Desain Kelembagaan yang Menimbulkan Tanda Tanya

Dinna mengkritik desain kelembagaan Dewan Perdamaian yang diumumkan oleh Trump di berbagai forum internasional. Ia menilai bahwa terdapat kecenderungan Trump bertindak impulsif, sementara transparansi tentang cara kerja dan mekanisme pengambilan keputusan di forum tersebut belum sepenuhnya disampaikan ke publik.

Selain itu, hingga saat ini belum ada penjelasan yang benar-benar utuh mengenai bagaimana keputusan strategis akan diambil, siapa yang memiliki pengaruh paling besar, dan sejauh mana negara anggota dapat bersuara secara setara. Kondisi ini menimbulkan tanda tanya besar bagi negara-negara yang memilih bergabung, termasuk Indonesia.

Absensi Palestina dalam Desain Awal Forum

Dinna juga mengingatkan kembali diskusi lama terkait resolusi Dewan Keamanan PBB yang memberi mandat pembentukan Dewan Perdamaian.
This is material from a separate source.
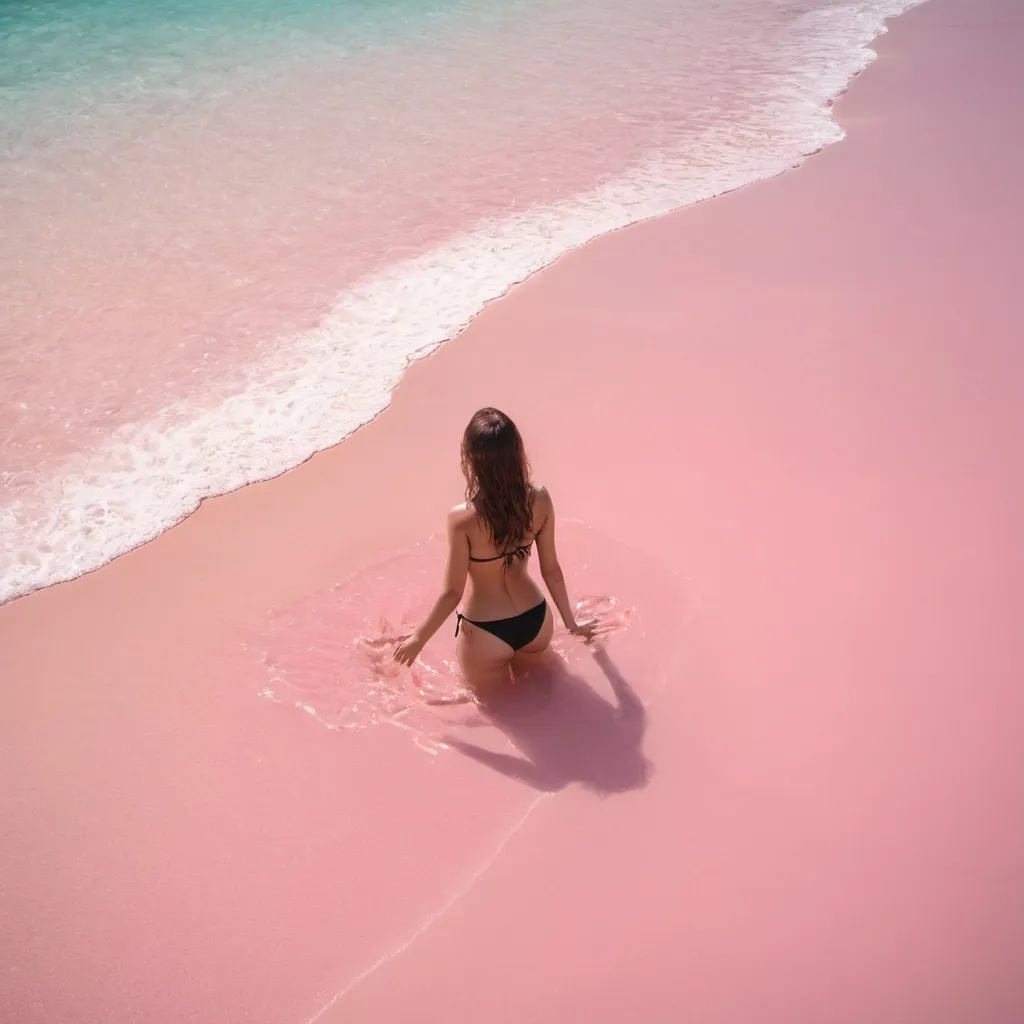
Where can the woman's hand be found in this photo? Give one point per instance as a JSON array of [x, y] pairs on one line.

Dalam konteks itu, kritik terbesar yang muncul adalah absennya Palestina dari desain awal forum tersebut. Padahal, isu utama yang dibicarakan justru menyangkut masa depan Palestina.

“Kita lihat di situ satu kritik besarnya adalah Palestina tidak ada di sana,” kata Dinna.

Ia mencontohkan situasi simbolik yang terjadi ketika Dewan Perdamaian diumumkan di sela World Economic Forum di Davos, Swiss pada Kamis (22/1/2026). Pada saat yang sama, Otoritas Palestina justru memilih melakukan kunjungan ke Rusia untuk bertemu Presiden Vladimir Putin.

Bagi Dinna, ini menunjukkan paradoks serius yaitu konsep solusi dua negara (two-state solution) dibicarakan, tetapi Palestina sendiri tidak dilibatkan.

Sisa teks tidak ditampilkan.